В качестве проводника и телохранителя на пути в Иерусалим я выбрал бородатого и упорно торгующегося дельца, назвавшегося Мухаммедом — такое имя, похоже, носила половина мусульманского мужского населения этого города. Благодаря моим элементарным познаниям в арабском языке и примитивному французскому Мухаммеда, которому он выучился у французских купцов, завладевших торговлей хлопком, мы сносно понимали друг друга.

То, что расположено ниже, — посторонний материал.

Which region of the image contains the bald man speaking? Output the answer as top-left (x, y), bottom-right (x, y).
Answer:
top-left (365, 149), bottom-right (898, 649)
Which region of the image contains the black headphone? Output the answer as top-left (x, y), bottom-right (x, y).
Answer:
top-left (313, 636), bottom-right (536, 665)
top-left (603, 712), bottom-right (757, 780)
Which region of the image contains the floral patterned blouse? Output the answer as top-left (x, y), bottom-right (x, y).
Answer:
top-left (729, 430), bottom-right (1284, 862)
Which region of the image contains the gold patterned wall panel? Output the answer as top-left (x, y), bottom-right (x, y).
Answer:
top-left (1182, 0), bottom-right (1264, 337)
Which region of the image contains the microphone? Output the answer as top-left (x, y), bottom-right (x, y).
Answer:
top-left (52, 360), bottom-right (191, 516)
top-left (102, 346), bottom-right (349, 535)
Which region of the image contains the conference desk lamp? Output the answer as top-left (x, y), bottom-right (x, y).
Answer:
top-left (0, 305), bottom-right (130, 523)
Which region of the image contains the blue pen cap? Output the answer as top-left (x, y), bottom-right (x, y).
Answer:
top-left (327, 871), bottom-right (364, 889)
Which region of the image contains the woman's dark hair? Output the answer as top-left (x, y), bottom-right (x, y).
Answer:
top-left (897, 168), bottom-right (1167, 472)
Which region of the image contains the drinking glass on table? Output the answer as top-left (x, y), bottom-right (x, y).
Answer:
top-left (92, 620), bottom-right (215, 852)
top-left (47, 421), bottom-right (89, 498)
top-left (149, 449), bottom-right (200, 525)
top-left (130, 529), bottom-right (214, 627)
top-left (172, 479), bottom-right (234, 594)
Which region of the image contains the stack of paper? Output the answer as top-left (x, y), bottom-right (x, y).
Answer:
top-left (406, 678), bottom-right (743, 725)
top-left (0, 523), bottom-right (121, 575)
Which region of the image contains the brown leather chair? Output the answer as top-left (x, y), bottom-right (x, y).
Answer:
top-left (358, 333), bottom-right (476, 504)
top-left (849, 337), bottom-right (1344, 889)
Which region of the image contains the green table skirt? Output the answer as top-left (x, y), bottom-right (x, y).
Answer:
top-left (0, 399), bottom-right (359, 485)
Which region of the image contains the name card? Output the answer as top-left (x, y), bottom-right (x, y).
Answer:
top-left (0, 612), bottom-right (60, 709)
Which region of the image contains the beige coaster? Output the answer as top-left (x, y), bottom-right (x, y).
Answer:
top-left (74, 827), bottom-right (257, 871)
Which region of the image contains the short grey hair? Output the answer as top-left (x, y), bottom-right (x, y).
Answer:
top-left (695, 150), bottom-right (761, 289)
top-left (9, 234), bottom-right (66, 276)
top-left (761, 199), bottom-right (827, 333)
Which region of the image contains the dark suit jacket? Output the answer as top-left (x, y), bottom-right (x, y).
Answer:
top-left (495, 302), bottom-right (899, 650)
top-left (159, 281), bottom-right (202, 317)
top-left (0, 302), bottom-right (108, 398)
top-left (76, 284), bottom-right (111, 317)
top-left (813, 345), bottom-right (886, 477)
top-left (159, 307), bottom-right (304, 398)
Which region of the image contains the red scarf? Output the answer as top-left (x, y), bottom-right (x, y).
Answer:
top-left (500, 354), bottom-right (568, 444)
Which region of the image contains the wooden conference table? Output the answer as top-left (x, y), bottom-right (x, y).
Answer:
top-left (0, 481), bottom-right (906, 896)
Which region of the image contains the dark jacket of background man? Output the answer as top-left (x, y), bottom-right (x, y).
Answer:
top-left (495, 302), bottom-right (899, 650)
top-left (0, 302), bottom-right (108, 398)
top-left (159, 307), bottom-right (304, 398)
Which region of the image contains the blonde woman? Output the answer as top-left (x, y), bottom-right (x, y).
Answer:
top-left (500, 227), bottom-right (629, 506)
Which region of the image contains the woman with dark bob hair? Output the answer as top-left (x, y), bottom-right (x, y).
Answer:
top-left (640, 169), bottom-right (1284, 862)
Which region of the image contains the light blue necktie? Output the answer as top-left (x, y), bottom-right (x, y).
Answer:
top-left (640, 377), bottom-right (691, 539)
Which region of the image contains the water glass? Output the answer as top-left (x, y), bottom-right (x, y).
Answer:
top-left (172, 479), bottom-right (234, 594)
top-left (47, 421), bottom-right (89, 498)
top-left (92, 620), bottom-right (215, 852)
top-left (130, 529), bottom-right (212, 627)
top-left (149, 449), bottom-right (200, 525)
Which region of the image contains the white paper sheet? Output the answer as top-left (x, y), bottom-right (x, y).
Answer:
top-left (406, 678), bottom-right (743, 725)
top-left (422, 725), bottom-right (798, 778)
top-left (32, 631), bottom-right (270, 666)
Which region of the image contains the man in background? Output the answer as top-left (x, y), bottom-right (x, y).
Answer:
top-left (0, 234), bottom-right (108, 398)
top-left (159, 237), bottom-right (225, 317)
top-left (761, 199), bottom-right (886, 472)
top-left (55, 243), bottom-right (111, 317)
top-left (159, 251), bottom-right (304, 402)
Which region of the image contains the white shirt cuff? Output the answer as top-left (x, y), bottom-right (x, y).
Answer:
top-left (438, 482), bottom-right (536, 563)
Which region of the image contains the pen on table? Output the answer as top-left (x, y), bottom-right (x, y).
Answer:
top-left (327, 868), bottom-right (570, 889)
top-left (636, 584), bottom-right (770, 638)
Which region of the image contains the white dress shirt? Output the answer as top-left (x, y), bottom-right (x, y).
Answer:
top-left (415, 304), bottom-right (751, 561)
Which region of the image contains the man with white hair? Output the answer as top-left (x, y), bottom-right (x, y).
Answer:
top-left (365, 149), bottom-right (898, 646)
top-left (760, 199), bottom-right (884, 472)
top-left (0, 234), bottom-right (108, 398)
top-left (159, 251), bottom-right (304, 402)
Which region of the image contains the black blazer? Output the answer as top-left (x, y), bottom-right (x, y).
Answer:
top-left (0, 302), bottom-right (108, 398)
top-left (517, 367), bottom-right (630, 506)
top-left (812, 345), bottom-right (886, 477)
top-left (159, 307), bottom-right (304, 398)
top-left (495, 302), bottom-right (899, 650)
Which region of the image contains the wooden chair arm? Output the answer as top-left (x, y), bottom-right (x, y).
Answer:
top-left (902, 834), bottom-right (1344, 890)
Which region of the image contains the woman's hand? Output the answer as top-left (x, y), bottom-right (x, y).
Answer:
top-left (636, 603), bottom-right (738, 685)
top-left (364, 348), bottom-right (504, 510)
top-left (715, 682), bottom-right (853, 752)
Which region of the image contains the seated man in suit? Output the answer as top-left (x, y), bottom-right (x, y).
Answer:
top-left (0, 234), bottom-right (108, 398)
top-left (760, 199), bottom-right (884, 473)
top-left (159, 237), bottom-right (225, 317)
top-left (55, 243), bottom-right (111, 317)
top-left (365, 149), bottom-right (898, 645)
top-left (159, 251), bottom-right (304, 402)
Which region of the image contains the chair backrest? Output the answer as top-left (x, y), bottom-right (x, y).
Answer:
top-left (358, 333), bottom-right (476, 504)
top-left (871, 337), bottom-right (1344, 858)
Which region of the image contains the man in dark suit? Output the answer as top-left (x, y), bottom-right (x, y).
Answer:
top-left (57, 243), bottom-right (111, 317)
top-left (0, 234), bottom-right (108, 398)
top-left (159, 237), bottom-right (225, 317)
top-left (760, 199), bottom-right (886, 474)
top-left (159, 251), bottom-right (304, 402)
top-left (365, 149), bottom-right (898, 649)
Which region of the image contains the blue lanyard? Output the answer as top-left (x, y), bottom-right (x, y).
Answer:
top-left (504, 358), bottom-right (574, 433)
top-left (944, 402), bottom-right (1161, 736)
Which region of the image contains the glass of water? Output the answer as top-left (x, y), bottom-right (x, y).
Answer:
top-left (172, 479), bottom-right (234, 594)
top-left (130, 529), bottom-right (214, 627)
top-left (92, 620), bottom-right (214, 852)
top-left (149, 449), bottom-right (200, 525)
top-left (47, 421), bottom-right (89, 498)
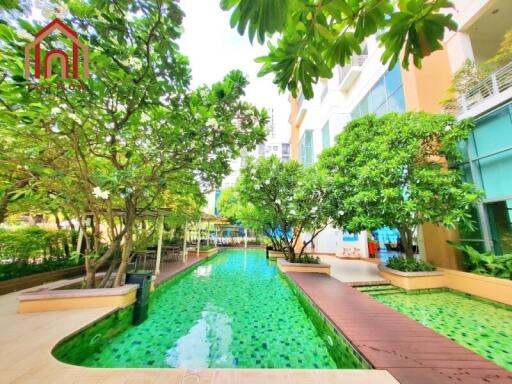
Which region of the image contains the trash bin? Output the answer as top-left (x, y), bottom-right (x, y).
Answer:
top-left (126, 271), bottom-right (152, 325)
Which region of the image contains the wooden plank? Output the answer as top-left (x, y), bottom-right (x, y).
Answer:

По-прежнему экономя средства, я прикинул, что если мы покинем город достаточно рано, то вознаграждение, причитающееся ему, можно будет урезать на день. К тому же мне хотелось выскользнуть отсюда незаметно на тот случай, если английские моряки еще шныряют по улочкам.

— Значит, договорились, Мухаммед, но я предпочитаю отправиться в путь после полуночи. Дорога будет свободнее, как ты понимаешь, да и прохладнее ночью. Рано вставать очень полезно, говаривал Бен Франклин.

— Как пожелаете, эфенди. Может, вы убегаете от врагов?

— Нет, конечно. Говорят, что по натуре я миролюбив.

— Тогда, должно быть, от кредиторов.

— Мухаммед, ты же знаешь, что я заранее выдал тебе грабительское вознаграждение. У меня достаточно денег.